Question : 81. Which of the following accounts would most likely not require : 1228497

 

81. Which of the following accounts would most likely not require an adjusting entry in the future? 
A. Unearned subscriptions revenue
B. Office supplies
C. Utilities payable
D. Prepaid rent

82. On December 31, 2011, The Bates Company’s revenues total $300,000 and expenses total $160,000 before consideration of the following:
? Accrued wages total $11,000;
? Accrued revenues total $36,000;
? Depreciation expense is $17,000;
? Rental revenue of $9,000 was earned; the rent was prepaid by a tenant and was recorded by Bates as unearned rent revenue;
? The income tax rate is 40%.
What is Bates’ net income after consideration of the above information? 
A. $94,200
B. $157,000
C. $140,000
D. $88,800

83. Which of the following statements is correct? 
A. Balance sheet accounts are permanent accounts and do not retain their balances from one period to the next.
B. Balance sheet accounts are temporary accounts and do retain their balances from one period to the next.
C. Income statement accounts are permanent accounts and do retain their balances from one period to the next.
D. Income statement accounts are temporary accounts and do not retain their balances from one period to the next.

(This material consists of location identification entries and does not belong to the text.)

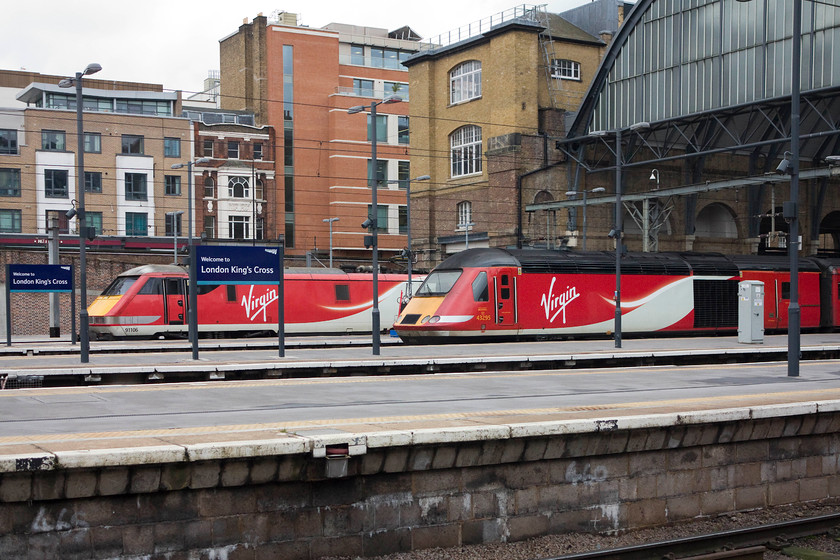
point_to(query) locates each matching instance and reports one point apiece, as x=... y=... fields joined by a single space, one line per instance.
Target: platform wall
x=415 y=489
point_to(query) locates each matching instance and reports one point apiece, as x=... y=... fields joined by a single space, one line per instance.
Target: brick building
x=301 y=81
x=485 y=111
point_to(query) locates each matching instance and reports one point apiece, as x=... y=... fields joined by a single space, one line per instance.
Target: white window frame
x=564 y=69
x=465 y=82
x=465 y=151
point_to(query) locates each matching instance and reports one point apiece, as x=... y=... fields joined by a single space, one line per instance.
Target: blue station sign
x=40 y=278
x=225 y=264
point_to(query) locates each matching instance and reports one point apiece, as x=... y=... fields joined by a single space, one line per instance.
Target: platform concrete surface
x=39 y=357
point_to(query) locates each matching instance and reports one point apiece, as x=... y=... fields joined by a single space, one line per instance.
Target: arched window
x=465 y=144
x=464 y=214
x=716 y=220
x=465 y=82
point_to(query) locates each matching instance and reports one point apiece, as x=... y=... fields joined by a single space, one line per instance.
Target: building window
x=93 y=182
x=94 y=220
x=210 y=226
x=362 y=88
x=93 y=143
x=238 y=187
x=10 y=221
x=53 y=140
x=464 y=214
x=136 y=223
x=465 y=82
x=381 y=217
x=59 y=219
x=381 y=128
x=233 y=150
x=172 y=185
x=171 y=147
x=173 y=224
x=403 y=174
x=209 y=187
x=135 y=186
x=402 y=130
x=239 y=227
x=381 y=172
x=8 y=141
x=465 y=146
x=132 y=144
x=565 y=69
x=55 y=183
x=9 y=182
x=357 y=55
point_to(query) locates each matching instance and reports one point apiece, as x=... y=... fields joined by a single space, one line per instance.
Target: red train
x=488 y=294
x=150 y=300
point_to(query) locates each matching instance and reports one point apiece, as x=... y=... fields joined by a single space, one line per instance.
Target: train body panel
x=149 y=301
x=496 y=293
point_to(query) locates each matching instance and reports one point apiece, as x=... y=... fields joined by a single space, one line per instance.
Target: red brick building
x=301 y=81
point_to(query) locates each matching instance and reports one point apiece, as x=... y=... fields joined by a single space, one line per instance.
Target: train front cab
x=144 y=301
x=471 y=293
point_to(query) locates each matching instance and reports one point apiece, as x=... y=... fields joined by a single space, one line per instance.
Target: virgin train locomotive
x=490 y=294
x=150 y=300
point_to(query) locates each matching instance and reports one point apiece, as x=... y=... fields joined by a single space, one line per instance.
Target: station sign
x=226 y=264
x=40 y=278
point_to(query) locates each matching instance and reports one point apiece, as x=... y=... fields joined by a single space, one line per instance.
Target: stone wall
x=415 y=489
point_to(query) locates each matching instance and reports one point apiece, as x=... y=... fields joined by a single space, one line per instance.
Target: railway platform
x=41 y=362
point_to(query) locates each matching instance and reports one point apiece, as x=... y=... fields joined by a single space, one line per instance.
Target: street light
x=374 y=314
x=192 y=291
x=408 y=226
x=573 y=193
x=84 y=321
x=174 y=215
x=330 y=221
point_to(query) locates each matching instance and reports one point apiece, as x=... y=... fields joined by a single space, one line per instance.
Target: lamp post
x=408 y=225
x=330 y=221
x=192 y=292
x=572 y=193
x=84 y=321
x=374 y=314
x=173 y=216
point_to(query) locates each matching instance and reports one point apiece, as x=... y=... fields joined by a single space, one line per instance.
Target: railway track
x=748 y=543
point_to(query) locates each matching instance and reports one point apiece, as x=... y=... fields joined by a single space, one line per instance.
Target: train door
x=174 y=290
x=505 y=294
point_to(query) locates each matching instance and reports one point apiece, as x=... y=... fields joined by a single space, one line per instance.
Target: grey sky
x=175 y=42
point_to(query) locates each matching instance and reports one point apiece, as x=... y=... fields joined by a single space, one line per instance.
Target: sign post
x=228 y=264
x=37 y=278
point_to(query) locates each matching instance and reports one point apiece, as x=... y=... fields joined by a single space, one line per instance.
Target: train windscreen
x=438 y=283
x=120 y=285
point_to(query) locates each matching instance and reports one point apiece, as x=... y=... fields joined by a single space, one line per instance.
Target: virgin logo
x=256 y=305
x=554 y=304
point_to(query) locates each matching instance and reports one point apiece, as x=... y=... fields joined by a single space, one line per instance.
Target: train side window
x=480 y=291
x=153 y=286
x=342 y=292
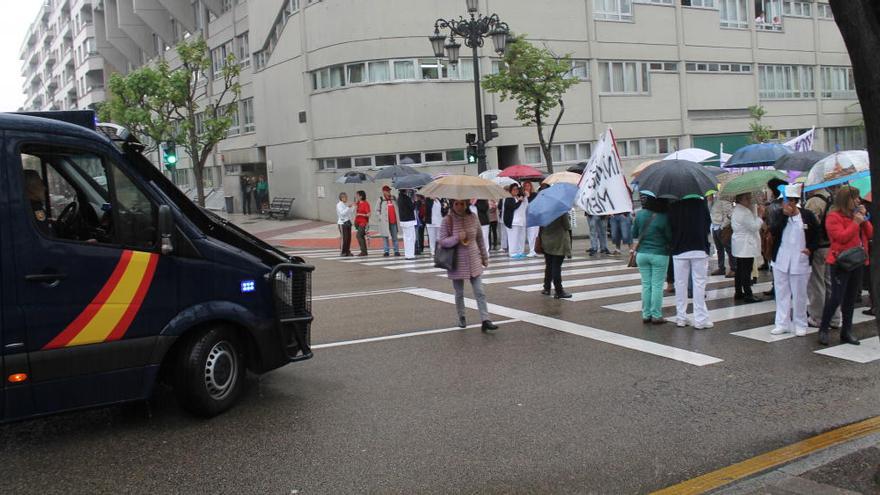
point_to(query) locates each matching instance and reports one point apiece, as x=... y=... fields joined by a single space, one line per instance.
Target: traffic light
x=472 y=154
x=490 y=122
x=169 y=154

84. Which of the following will result in an increase in earnings per share? 
A. Accruing expenses at year-end.
B. Selling additional shares of common stock during the year.
C. Accruing revenue at year-end.
D. Receiving cash from a tenant which was recorded as unearned revenue.

85. Which of the following statements regarding earnings per share is not correct? 
A. It can be reported on the income statement.
B. The numerator is net income.
C. The denominator is the average number of shares of common stock outstanding.
D. It doesn’t have to be disclosed on the income statement or the notes to the financial statements.

86. Which of the following statements does not correctly describe the relationship between the income statement and the ending retained earnings balance? 
A. Net income increases the ending balance of retained earnings.
B. A net loss decreases the ending retained earnings balance.
C. A net loss does not affect the ending retained earnings balance.
D. Net income and net loss both affect the ending retained earnings balance.

87. Which of the following statements regarding the balance sheet is false? 
A. Property and equipment is reported at book value.
B. Assets are reported in the order of liquidity.
C. Current liabilities are obligations to be paid with current assets.
D. It is a period of time financial statement.

88. A calendar year reporting company preparing its annual financial statements should use the phrase “As of December 31, 2011” in the heading of which financial statements? 
A. On all of the required financial statements.
B. On only the income statement.
C. On the income statement and balance sheet, but not the statement of cash flows.
D. On the balance sheet only.

89. The declaration and payment of a $5,000 dividend by JLH Company would be reported on which of JLH’s financial statements? 
A. The income statement only.
B. The statement of stockholders’ equity and statement of cash flows.
C. The balance sheet only.
D. The statement of stockholders’ equity only.

90. Which of the following transactions will not decrease the net profit margin ratio? 
A. Accruing interest expense at year-end.
B. The recording of depreciation expense.
C. Using cash to pay for previously accrued salaries.
D. Accruing utilities expense at year-end.